RE:$310 Million US in Investments I have numerous objections to current board and management decisions and have made those deep concerns known. However, I respectfully disagree with nearly every assertion you make here.
I have no objection to the holding company structure, I do not wish for any dividend of the magnitude you desire, and I do not want the carrying value of Kognitiv to be written down to anything less than a fair multiple of cash flows. Your recommendations would result in higher taxes to the company, higher taxes to the shareholders, and a falsely large impairment to NAV. There would be no value creation, but instead lower street estimates of fair value and fresh concerns about their balance sheet.
Also, as I have stated I do not share your extremely negative view of what performance to expect out of Mittleman over the next 1-2 years. His presently mediocre long term results conceal a crucial reality: coming out of the dot com bear market, the credit crisis, and the pandemic, he absolutely destroyed the markets. In my opinion, he should be relied upon as heavily as possible in the near term, especially considering that as a wholly owned sub he will cost them nothing. Replace him down the road if need be after he triples this money, at which point Aimia would control a much larger portfolio and provide the income stream you are hoping for.
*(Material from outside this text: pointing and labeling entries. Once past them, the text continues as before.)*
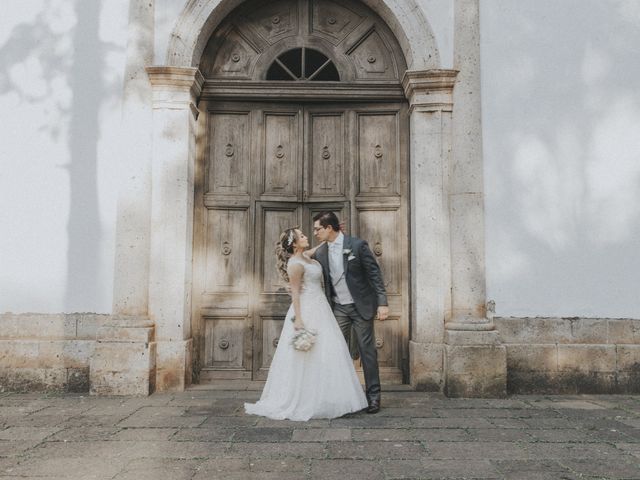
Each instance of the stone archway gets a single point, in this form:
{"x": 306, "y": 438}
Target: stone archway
{"x": 199, "y": 19}
{"x": 447, "y": 296}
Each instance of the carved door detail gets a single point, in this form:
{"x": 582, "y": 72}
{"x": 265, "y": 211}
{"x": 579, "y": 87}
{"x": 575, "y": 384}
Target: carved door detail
{"x": 266, "y": 167}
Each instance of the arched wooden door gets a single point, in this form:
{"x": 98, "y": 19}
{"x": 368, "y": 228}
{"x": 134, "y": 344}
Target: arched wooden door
{"x": 280, "y": 139}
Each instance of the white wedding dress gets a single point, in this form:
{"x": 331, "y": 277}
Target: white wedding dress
{"x": 318, "y": 383}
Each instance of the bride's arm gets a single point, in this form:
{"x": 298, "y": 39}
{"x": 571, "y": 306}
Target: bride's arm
{"x": 312, "y": 251}
{"x": 295, "y": 272}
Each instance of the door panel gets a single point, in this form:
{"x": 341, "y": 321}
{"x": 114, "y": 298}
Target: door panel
{"x": 227, "y": 268}
{"x": 229, "y": 153}
{"x": 326, "y": 154}
{"x": 267, "y": 167}
{"x": 280, "y": 154}
{"x": 378, "y": 153}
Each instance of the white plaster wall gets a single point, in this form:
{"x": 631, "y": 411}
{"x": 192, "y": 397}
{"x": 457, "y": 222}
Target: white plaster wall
{"x": 439, "y": 14}
{"x": 60, "y": 86}
{"x": 561, "y": 129}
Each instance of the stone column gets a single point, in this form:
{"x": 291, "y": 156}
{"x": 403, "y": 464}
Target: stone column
{"x": 131, "y": 273}
{"x": 175, "y": 93}
{"x": 430, "y": 100}
{"x": 123, "y": 362}
{"x": 475, "y": 362}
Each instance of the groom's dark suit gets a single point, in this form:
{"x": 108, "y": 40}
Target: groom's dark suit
{"x": 364, "y": 281}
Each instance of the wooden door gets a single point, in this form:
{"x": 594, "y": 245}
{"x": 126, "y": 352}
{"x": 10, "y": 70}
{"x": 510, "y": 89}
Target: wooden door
{"x": 266, "y": 167}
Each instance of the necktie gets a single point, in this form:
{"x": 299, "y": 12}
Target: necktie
{"x": 335, "y": 262}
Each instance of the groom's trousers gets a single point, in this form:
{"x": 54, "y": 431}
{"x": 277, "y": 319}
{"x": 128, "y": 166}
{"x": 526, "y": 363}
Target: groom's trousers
{"x": 347, "y": 317}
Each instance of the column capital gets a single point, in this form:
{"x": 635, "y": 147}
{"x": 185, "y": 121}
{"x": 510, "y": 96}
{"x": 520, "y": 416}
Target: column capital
{"x": 429, "y": 90}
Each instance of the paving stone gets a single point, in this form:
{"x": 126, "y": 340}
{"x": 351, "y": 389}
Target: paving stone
{"x": 333, "y": 469}
{"x": 79, "y": 434}
{"x": 291, "y": 465}
{"x": 154, "y": 469}
{"x": 11, "y": 448}
{"x": 508, "y": 422}
{"x": 263, "y": 434}
{"x": 372, "y": 421}
{"x": 630, "y": 448}
{"x": 549, "y": 423}
{"x": 561, "y": 435}
{"x": 267, "y": 422}
{"x": 519, "y": 466}
{"x": 441, "y": 435}
{"x": 232, "y": 422}
{"x": 475, "y": 450}
{"x": 85, "y": 468}
{"x": 407, "y": 412}
{"x": 160, "y": 421}
{"x": 321, "y": 434}
{"x": 451, "y": 423}
{"x": 277, "y": 450}
{"x": 399, "y": 434}
{"x": 459, "y": 469}
{"x": 375, "y": 450}
{"x": 178, "y": 450}
{"x": 203, "y": 434}
{"x": 498, "y": 435}
{"x": 41, "y": 421}
{"x": 27, "y": 433}
{"x": 224, "y": 465}
{"x": 205, "y": 475}
{"x": 620, "y": 469}
{"x": 602, "y": 451}
{"x": 152, "y": 434}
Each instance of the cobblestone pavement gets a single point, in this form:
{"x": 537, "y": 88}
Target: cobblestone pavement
{"x": 204, "y": 434}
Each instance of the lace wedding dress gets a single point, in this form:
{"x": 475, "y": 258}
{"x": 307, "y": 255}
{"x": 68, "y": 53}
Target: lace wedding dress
{"x": 319, "y": 383}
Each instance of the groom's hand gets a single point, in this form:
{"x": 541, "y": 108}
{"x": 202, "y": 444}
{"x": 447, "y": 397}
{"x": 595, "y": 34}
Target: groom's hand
{"x": 383, "y": 312}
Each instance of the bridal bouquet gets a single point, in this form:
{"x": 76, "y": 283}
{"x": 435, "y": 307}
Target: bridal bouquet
{"x": 303, "y": 339}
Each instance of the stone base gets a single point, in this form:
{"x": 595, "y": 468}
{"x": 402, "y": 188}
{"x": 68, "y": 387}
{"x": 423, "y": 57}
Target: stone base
{"x": 475, "y": 365}
{"x": 124, "y": 359}
{"x": 426, "y": 362}
{"x": 173, "y": 365}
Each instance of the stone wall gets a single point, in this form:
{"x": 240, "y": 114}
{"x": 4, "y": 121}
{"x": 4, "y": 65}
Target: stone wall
{"x": 544, "y": 355}
{"x": 47, "y": 352}
{"x": 571, "y": 355}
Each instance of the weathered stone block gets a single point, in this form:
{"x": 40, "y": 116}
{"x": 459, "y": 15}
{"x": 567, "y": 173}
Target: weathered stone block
{"x": 587, "y": 330}
{"x": 628, "y": 358}
{"x": 475, "y": 371}
{"x": 87, "y": 325}
{"x": 427, "y": 361}
{"x": 32, "y": 379}
{"x": 532, "y": 357}
{"x": 587, "y": 358}
{"x": 173, "y": 371}
{"x": 124, "y": 334}
{"x": 533, "y": 330}
{"x": 119, "y": 368}
{"x": 623, "y": 331}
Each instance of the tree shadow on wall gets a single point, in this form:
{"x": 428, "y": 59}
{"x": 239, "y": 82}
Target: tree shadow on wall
{"x": 561, "y": 112}
{"x": 69, "y": 59}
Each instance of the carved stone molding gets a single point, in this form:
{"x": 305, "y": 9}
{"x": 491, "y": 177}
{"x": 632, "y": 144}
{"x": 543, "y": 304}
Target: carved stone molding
{"x": 176, "y": 87}
{"x": 430, "y": 89}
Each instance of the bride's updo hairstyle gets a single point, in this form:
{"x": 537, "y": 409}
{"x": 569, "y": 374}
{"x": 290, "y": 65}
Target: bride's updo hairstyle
{"x": 284, "y": 250}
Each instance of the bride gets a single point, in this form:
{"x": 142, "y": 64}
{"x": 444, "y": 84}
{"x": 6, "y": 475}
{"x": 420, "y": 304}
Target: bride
{"x": 320, "y": 382}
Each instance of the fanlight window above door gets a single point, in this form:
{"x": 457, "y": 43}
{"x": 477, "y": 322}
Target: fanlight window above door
{"x": 303, "y": 64}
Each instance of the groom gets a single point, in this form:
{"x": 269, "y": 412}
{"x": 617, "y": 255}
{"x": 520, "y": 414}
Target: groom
{"x": 354, "y": 288}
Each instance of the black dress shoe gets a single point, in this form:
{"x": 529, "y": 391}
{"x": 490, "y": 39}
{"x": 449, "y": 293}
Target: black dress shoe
{"x": 374, "y": 406}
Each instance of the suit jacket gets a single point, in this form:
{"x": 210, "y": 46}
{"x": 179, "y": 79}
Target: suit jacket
{"x": 362, "y": 274}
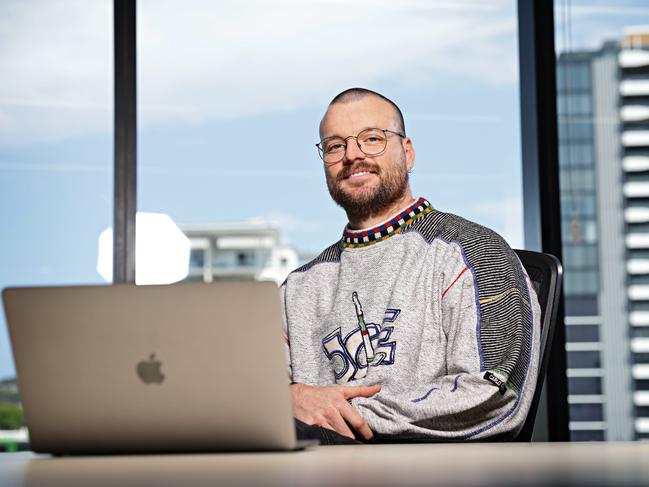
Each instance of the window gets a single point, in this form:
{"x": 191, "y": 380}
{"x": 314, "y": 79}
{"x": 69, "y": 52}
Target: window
{"x": 56, "y": 144}
{"x": 604, "y": 277}
{"x": 231, "y": 95}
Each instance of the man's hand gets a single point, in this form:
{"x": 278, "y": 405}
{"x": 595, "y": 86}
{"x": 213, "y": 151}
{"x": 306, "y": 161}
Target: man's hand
{"x": 328, "y": 407}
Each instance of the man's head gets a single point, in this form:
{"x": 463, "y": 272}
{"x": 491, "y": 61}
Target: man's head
{"x": 366, "y": 185}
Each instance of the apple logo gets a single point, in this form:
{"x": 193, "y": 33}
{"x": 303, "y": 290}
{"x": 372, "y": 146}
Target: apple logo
{"x": 149, "y": 370}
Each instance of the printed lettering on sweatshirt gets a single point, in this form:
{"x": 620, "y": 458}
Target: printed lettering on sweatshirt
{"x": 366, "y": 346}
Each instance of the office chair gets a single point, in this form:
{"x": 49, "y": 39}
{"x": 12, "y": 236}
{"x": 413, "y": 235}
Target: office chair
{"x": 546, "y": 273}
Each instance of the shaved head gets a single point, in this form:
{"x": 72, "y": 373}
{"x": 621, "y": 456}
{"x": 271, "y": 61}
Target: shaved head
{"x": 356, "y": 94}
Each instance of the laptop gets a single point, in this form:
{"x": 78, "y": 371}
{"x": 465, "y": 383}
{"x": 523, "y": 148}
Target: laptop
{"x": 124, "y": 369}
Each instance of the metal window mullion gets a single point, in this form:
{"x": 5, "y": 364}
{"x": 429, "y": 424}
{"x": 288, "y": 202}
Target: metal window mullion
{"x": 541, "y": 194}
{"x": 125, "y": 172}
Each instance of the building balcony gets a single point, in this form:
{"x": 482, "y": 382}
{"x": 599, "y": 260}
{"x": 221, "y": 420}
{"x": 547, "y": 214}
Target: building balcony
{"x": 634, "y": 113}
{"x": 633, "y": 58}
{"x": 639, "y": 318}
{"x": 642, "y": 425}
{"x": 635, "y": 138}
{"x": 641, "y": 372}
{"x": 636, "y": 215}
{"x": 635, "y": 163}
{"x": 639, "y": 292}
{"x": 637, "y": 266}
{"x": 640, "y": 345}
{"x": 636, "y": 189}
{"x": 634, "y": 87}
{"x": 637, "y": 240}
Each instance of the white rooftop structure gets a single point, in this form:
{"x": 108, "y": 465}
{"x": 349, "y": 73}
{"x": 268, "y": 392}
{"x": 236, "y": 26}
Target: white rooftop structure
{"x": 239, "y": 251}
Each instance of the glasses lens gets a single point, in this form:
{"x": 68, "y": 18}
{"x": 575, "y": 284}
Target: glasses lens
{"x": 332, "y": 149}
{"x": 372, "y": 141}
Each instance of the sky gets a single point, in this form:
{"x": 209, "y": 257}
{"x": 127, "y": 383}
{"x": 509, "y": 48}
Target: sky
{"x": 230, "y": 94}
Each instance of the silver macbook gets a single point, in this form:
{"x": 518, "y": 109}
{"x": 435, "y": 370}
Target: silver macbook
{"x": 123, "y": 368}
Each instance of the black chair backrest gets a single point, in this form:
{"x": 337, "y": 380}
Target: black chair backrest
{"x": 546, "y": 273}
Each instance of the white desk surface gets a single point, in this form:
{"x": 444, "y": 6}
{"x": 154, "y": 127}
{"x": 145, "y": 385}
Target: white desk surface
{"x": 485, "y": 464}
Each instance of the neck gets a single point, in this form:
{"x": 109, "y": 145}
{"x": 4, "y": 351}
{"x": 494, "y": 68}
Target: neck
{"x": 357, "y": 222}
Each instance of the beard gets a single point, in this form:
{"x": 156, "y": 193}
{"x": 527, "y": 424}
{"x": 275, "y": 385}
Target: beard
{"x": 365, "y": 203}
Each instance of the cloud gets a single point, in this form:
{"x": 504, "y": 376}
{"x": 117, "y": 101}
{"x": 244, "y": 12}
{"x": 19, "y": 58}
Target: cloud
{"x": 234, "y": 59}
{"x": 461, "y": 118}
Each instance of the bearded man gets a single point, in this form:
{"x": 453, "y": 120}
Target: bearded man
{"x": 417, "y": 324}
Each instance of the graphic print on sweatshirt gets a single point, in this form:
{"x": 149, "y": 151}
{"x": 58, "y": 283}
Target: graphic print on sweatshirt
{"x": 366, "y": 346}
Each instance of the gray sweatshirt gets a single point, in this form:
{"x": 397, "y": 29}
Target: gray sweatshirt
{"x": 436, "y": 309}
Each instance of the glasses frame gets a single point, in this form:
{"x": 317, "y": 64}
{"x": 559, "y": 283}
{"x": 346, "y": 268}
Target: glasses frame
{"x": 320, "y": 145}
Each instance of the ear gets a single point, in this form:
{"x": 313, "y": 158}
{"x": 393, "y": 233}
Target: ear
{"x": 410, "y": 153}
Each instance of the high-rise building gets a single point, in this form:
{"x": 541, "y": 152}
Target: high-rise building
{"x": 603, "y": 109}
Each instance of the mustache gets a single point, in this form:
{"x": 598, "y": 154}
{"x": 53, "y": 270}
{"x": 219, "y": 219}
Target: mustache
{"x": 363, "y": 166}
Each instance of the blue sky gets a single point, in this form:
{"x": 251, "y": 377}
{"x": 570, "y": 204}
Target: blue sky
{"x": 230, "y": 96}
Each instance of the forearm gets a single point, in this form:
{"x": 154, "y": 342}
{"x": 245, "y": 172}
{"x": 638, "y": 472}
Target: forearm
{"x": 461, "y": 407}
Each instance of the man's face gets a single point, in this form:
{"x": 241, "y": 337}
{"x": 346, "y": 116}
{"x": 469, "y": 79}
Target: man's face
{"x": 362, "y": 184}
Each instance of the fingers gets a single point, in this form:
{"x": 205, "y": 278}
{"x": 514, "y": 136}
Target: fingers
{"x": 360, "y": 391}
{"x": 354, "y": 418}
{"x": 338, "y": 425}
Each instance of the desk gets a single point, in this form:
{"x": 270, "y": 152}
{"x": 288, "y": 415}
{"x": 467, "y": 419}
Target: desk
{"x": 485, "y": 464}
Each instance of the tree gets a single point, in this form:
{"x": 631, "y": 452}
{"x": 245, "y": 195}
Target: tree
{"x": 11, "y": 416}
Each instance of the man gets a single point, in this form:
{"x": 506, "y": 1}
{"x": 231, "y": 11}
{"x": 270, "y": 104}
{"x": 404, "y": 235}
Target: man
{"x": 417, "y": 323}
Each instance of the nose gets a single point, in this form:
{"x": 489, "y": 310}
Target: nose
{"x": 352, "y": 151}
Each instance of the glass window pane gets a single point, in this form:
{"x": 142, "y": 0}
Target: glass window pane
{"x": 600, "y": 150}
{"x": 56, "y": 146}
{"x": 231, "y": 95}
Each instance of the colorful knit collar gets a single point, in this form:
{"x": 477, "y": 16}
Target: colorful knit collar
{"x": 370, "y": 236}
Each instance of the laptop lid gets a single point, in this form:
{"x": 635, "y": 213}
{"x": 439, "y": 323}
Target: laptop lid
{"x": 124, "y": 368}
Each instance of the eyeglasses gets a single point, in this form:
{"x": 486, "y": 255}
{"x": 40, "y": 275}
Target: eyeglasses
{"x": 370, "y": 141}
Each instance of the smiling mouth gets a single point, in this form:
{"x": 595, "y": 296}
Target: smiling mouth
{"x": 358, "y": 172}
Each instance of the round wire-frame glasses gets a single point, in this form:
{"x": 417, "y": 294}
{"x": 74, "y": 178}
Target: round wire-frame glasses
{"x": 371, "y": 142}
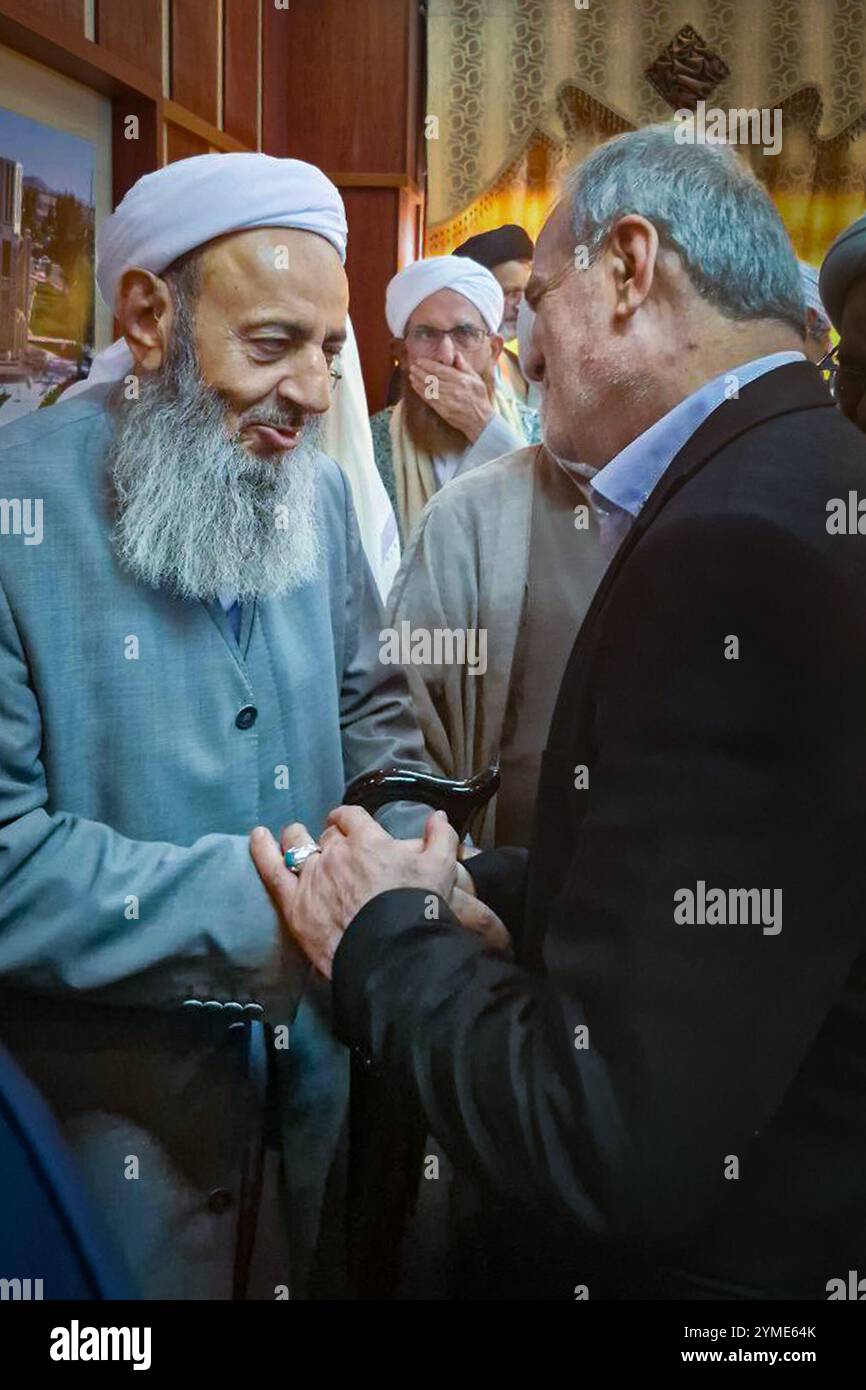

To me, and I believe to most with my level of experience in these situations, the path forward is glaringly obvious and simple. To repeat:
1. Repurchase every share available, immediately, upto $7-8. Every buy at $7 is an automatic approximate net gain of $3 of equity for shareholders (a 40% return). Every share bought at $6 is an automatic $4 gain (a 65% return), and so forth.
If they repurchase 25,000,000 shares at an average cost of $6, there will theoretically be an additional $150mm of equity, which divided by the theoretical newly reduced share count of roughly 70,000,000, will add more than $2/sh in fair value. To be clear, the board spends $150mm right now to create $400mm in immediate value for shareholders. There is no reason on the planet for this to not be done. It's the easiest decision in the world and every day it isn't results in an incrementally larger hit to board credibility.
2. If it can be done in a tax efficient manner, issue a one-time dividend of not more than $1/sh to appease those seeking income.
3. Invest the majority of the rest into liquid investments. Going from private holding to private holding will do nothing for fair value, nothing to appease chronic liquidity concerns, and if their track record on private deals is our guide, nothing to create value beyond what the Mittleman post bear market track record suggests.